What we just learned here is that time(2) (which is the library calls used by the utility time(1)) actually gets info from the system clock, not the hardware clock.

The software clock is maintained by the kernel which measures time in jiffies. This is a unit of time determined by a kernel constant. As far as I understand it, a certain number of CPU cycles will increment one jiffie. So if the OS thinks the CPU is running at 2.0 GHz, but the CPU is actually running at 1.0GHz, then one jiffie would actually take 2ms when compared to a wall clock instead of the expected 1ms.

When running with physical hardware, we tell the CPU how fast we want it to run (slower for power-saving, faster for performance), then we assume that the hardware does what it promised because physical hardware does do that.
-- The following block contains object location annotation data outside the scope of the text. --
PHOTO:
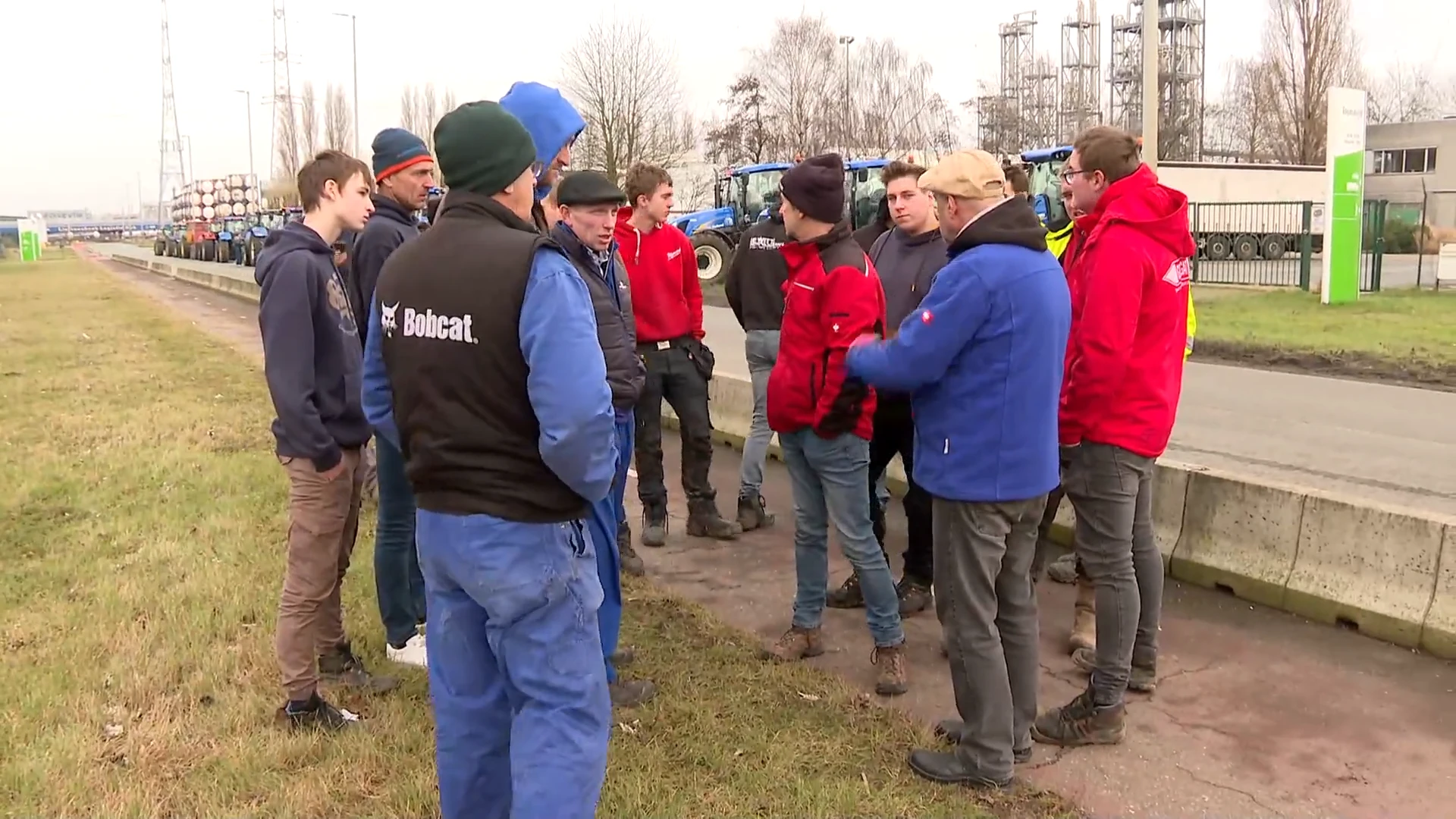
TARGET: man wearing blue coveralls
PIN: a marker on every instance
(484, 349)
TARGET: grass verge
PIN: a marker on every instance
(142, 535)
(1400, 335)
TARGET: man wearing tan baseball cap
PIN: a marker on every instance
(982, 360)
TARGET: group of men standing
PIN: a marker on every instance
(1001, 372)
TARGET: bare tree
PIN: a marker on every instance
(1310, 49)
(309, 121)
(1407, 93)
(338, 120)
(629, 93)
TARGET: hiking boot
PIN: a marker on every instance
(705, 522)
(316, 713)
(949, 730)
(894, 672)
(915, 596)
(631, 692)
(1081, 723)
(848, 596)
(1063, 569)
(795, 645)
(752, 515)
(343, 668)
(1084, 618)
(654, 526)
(1142, 679)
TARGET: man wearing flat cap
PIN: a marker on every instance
(982, 360)
(498, 398)
(824, 420)
(587, 203)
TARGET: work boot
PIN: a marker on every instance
(894, 670)
(654, 526)
(795, 645)
(343, 668)
(631, 692)
(1081, 723)
(752, 515)
(1142, 679)
(915, 596)
(705, 522)
(626, 556)
(848, 596)
(1084, 618)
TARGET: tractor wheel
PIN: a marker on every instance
(712, 257)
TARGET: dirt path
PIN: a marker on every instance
(1257, 714)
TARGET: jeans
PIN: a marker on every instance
(987, 611)
(894, 435)
(1111, 491)
(398, 582)
(673, 376)
(762, 350)
(829, 484)
(516, 676)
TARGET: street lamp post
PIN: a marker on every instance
(248, 95)
(354, 38)
(845, 39)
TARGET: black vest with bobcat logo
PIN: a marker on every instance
(450, 305)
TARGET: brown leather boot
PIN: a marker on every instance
(1084, 618)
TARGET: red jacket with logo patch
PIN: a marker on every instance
(1128, 271)
(667, 299)
(832, 297)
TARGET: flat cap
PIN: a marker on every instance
(585, 188)
(968, 175)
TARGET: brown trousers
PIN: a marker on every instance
(324, 519)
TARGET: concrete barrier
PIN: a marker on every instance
(1389, 573)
The trick is that when the "hardware" is virtual, then the hypervisor decides how to control the virtual CPU, not the laws of physics.

A hypervisor running in userspace (like virtual-box) will be at the mercy of the host kernel to give it the cycles it needs. If the host system is running 1000 virtual machines, you can imagine that each guest VM will only get a portion of the CPU cycles it was expecting, causing the guess system clocks to increment at a slower rate. Even if a hypervisor gets all of the resources it needs, it can also choose to throttle the resources as it sees fit, leaving the guest-OS to run slower than it expects without understanding why.